Die meisten Schriften über psychische Erkrankungen beginnen mit der Annahme, dass eine Entität, die als “Geisteskrankheit” bekannt ist, existiert und aus dieser Annahme folgt. Sicher, was “Geisteskrankheit” ist und was es bedeutet, trägt ein enormes Gewicht in Bezug darauf, wie man die geistig gestörte Person sieht und wie man ihr hilft. Im Wesentlichen geht alles, was in der Psychiatrie und Psychotherapie gemacht wird, auf die Konzeptualisierung von Geisteskrankheiten zurück.

Die Frage “Was ist Geisteskrankheit?” Kann erst beantwortet werden, wenn der Begriff “Krankheit” richtig definiert ist. Wenn Geisteskrankheit eine Kategorie von Krankheiten ist, wie häufig behauptet und offiziell klassifiziert, dann müssen wir zuerst die Bedeutung der Krankheit klären.

In seinen mehr als 50-jährigen Schriften verwies Szasz häufig auf den deutschen Pionierpathologen Rudolf Virchow, um seinen Anspruch auf den Mythos der Geisteskrankheit zu untermauern. Virchow, bekannt als “der Vater der modernen Pathologie”, ist vielleicht am besten für seine Arbeit auf der zellulären Grundlage der Krankheit bekannt. Szasz ‘Interpretation von Virchow kommt zu dem Schluss, dass eine psychische Erkrankung, die bei der Autopsie nicht nachgewiesen werden kann, nicht legitim als Krankheit eingestuft werden kann.
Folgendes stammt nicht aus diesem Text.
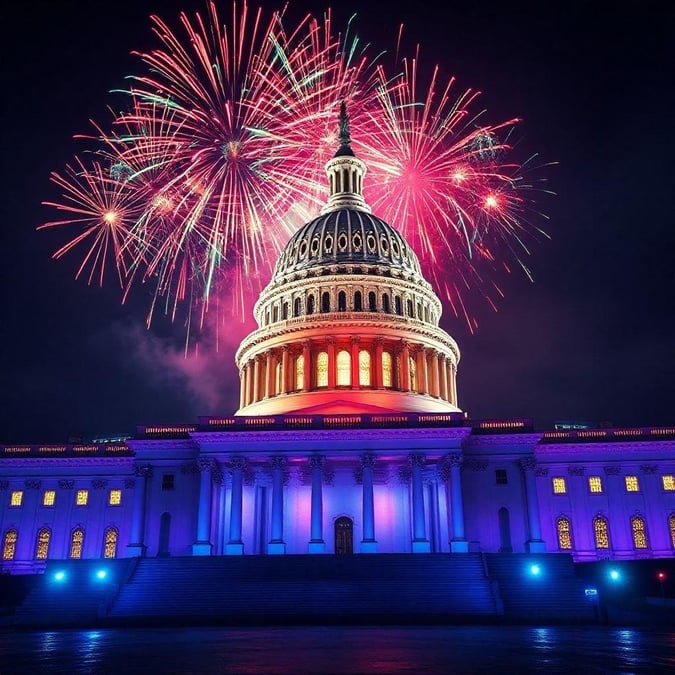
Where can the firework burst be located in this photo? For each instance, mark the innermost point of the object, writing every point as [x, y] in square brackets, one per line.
[219, 157]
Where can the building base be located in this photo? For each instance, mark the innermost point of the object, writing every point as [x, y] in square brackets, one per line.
[202, 548]
[136, 550]
[537, 546]
[421, 546]
[276, 548]
[318, 546]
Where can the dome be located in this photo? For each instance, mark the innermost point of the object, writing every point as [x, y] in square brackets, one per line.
[346, 236]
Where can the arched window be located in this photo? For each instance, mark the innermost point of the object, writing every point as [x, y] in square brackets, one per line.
[386, 307]
[344, 368]
[110, 542]
[601, 532]
[364, 368]
[42, 543]
[76, 543]
[412, 367]
[322, 369]
[9, 544]
[386, 370]
[564, 529]
[299, 372]
[639, 530]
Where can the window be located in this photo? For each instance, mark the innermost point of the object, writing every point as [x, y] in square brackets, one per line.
[639, 530]
[76, 542]
[110, 542]
[632, 484]
[364, 368]
[601, 532]
[595, 484]
[564, 529]
[386, 369]
[42, 543]
[9, 544]
[322, 369]
[559, 485]
[412, 369]
[299, 372]
[344, 368]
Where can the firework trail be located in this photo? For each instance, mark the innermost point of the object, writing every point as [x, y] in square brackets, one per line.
[219, 157]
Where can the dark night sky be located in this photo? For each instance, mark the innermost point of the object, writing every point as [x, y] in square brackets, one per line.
[592, 338]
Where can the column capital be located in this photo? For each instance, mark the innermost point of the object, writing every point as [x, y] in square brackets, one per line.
[417, 460]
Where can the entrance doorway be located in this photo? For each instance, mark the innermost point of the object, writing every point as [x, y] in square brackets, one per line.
[344, 536]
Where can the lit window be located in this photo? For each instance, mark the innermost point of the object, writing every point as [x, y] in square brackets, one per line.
[639, 530]
[42, 543]
[76, 541]
[632, 484]
[595, 484]
[559, 486]
[9, 545]
[110, 546]
[386, 369]
[299, 372]
[601, 532]
[364, 368]
[322, 369]
[413, 373]
[564, 529]
[344, 368]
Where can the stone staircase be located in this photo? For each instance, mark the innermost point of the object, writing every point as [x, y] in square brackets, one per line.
[300, 588]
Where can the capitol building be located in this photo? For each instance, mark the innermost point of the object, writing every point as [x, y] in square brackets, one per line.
[349, 439]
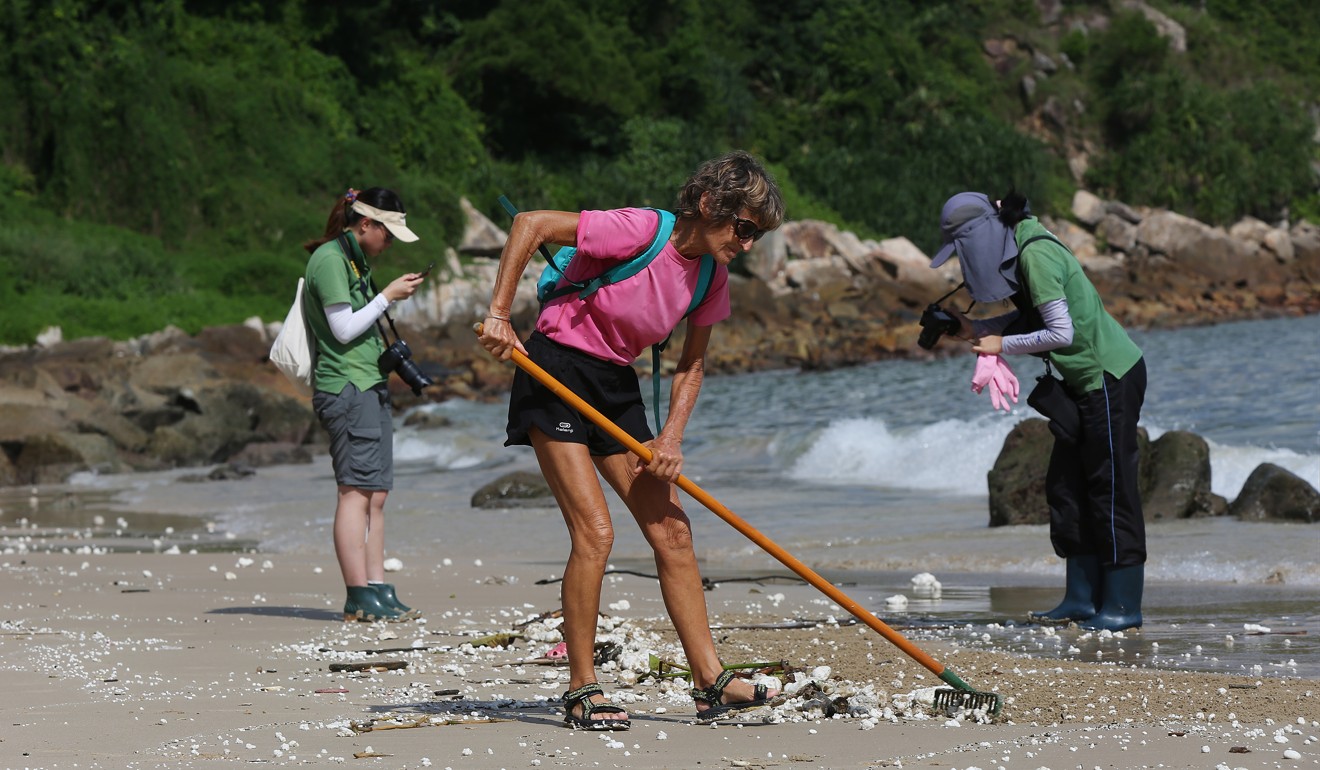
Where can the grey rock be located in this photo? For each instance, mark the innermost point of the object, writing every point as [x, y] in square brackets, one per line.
[512, 490]
[1273, 493]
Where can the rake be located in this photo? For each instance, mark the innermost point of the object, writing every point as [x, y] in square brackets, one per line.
[957, 695]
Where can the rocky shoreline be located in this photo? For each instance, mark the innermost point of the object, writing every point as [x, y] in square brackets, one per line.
[809, 296]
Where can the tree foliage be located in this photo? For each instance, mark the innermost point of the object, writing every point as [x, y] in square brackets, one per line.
[181, 151]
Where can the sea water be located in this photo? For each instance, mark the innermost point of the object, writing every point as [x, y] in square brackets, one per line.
[870, 476]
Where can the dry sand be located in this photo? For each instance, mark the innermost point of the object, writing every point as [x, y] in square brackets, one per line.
[223, 659]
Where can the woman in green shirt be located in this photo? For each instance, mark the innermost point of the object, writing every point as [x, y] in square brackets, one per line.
[351, 399]
[1096, 519]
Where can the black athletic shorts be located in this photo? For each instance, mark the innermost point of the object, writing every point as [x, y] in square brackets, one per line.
[610, 387]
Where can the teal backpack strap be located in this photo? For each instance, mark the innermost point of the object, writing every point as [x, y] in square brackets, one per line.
[549, 287]
[1046, 237]
[708, 272]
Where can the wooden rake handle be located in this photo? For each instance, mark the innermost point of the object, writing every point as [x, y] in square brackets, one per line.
[735, 522]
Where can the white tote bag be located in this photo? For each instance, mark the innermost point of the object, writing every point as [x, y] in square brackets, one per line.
[293, 351]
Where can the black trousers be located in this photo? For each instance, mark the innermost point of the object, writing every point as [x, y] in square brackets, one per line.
[1092, 486]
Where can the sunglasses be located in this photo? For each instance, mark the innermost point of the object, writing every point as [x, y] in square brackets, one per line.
[745, 229]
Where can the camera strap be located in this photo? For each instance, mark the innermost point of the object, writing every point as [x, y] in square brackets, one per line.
[367, 285]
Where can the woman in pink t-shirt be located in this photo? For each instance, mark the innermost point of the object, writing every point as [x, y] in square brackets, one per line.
[589, 345]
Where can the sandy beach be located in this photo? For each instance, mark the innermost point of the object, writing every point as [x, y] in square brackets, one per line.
[218, 659]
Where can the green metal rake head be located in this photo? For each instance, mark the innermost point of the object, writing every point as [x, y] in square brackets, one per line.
[952, 700]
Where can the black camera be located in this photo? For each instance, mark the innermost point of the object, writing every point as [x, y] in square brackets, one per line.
[936, 322]
[397, 358]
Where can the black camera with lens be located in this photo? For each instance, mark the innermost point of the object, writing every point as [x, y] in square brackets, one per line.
[397, 358]
[936, 322]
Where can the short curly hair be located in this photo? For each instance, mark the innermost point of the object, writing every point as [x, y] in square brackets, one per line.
[735, 181]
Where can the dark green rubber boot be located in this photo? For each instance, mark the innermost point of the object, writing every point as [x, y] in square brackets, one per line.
[1122, 606]
[1081, 592]
[386, 591]
[364, 605]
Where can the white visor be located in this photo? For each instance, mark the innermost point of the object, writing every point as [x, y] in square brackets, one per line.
[394, 221]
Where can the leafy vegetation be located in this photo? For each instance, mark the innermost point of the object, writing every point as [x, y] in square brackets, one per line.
[163, 160]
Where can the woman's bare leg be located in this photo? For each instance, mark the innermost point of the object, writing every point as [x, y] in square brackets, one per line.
[359, 535]
[655, 506]
[570, 474]
[375, 551]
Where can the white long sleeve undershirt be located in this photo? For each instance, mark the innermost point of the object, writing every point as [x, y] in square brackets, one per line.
[346, 325]
[1057, 332]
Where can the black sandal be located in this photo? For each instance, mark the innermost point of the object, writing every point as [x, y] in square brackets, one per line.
[582, 696]
[713, 695]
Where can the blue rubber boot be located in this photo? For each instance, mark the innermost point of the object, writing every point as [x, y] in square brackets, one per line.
[386, 591]
[1122, 606]
[363, 604]
[1081, 592]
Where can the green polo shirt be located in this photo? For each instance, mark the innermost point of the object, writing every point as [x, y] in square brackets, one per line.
[1100, 344]
[331, 280]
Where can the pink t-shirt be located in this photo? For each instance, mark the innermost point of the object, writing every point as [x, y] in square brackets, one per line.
[619, 321]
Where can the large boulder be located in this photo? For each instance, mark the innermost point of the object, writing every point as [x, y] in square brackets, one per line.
[225, 418]
[52, 457]
[1200, 248]
[1018, 478]
[1273, 493]
[1176, 478]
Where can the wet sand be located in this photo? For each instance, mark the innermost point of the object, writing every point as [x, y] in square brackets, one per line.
[222, 659]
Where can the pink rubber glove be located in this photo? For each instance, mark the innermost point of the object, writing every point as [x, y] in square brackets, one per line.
[1006, 382]
[994, 371]
[985, 371]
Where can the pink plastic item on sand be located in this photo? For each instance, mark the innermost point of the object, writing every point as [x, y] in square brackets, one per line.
[994, 371]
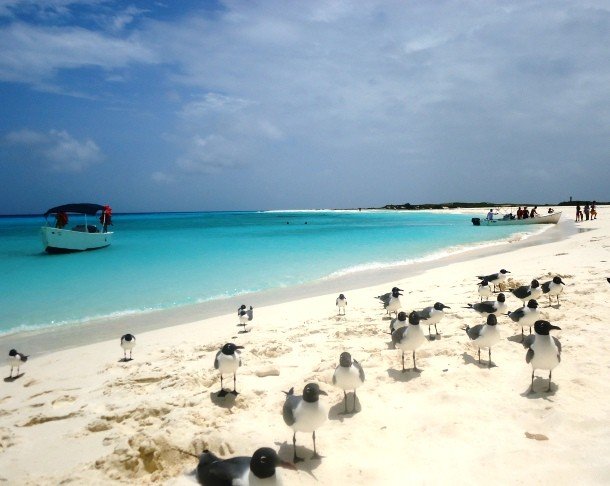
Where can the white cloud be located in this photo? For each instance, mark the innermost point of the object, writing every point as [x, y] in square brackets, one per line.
[161, 177]
[209, 155]
[34, 55]
[58, 149]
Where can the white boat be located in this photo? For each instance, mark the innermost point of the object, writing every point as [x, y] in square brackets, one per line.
[81, 237]
[552, 218]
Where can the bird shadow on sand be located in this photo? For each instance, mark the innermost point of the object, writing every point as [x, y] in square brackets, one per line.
[308, 465]
[228, 401]
[541, 386]
[408, 375]
[469, 359]
[517, 338]
[10, 379]
[337, 411]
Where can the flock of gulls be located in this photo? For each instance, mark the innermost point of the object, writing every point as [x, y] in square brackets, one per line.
[306, 413]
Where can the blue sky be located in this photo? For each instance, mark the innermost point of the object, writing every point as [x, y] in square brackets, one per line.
[192, 105]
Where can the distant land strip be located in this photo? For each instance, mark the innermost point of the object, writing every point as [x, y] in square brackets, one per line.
[458, 205]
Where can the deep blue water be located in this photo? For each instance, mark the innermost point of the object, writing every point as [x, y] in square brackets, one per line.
[166, 260]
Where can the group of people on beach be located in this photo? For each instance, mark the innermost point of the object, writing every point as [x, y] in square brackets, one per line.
[589, 212]
[524, 213]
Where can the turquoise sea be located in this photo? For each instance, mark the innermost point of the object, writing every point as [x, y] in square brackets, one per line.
[168, 260]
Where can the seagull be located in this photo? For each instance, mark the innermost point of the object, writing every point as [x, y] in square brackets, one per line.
[349, 375]
[484, 335]
[495, 278]
[399, 321]
[15, 359]
[497, 306]
[391, 300]
[525, 292]
[227, 361]
[432, 315]
[409, 338]
[394, 304]
[128, 342]
[305, 413]
[341, 303]
[543, 351]
[241, 470]
[553, 288]
[245, 316]
[484, 289]
[526, 315]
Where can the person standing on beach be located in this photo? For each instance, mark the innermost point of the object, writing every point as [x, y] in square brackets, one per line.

Aber was hat Virchow wirklich gesagt? Szasz ‘ehemaliger Schüler Ronald Pies, jetzt Professor für Psychiatrie an der Staatlichen Universität von New York (SUNY) Upstate and Tufts, behauptet, dass Szasz und Virchow in einem wichtigen und konsequenten Punkt miteinander in Konflikt stehen. Für Szasz (1974, S. 99): “Jede” gewöhnliche “Krankheit, die Menschen haben, haben auch Kadaver.” Aber für Virchow ist Krankheit oder Krankheit immer eine Bedingung der lebenden Person; und während Körperverletzungen für einige Zeit nach dem Tod fortbestehen können, “ist die Krankheit der Person beendet.” (Pies, 1979)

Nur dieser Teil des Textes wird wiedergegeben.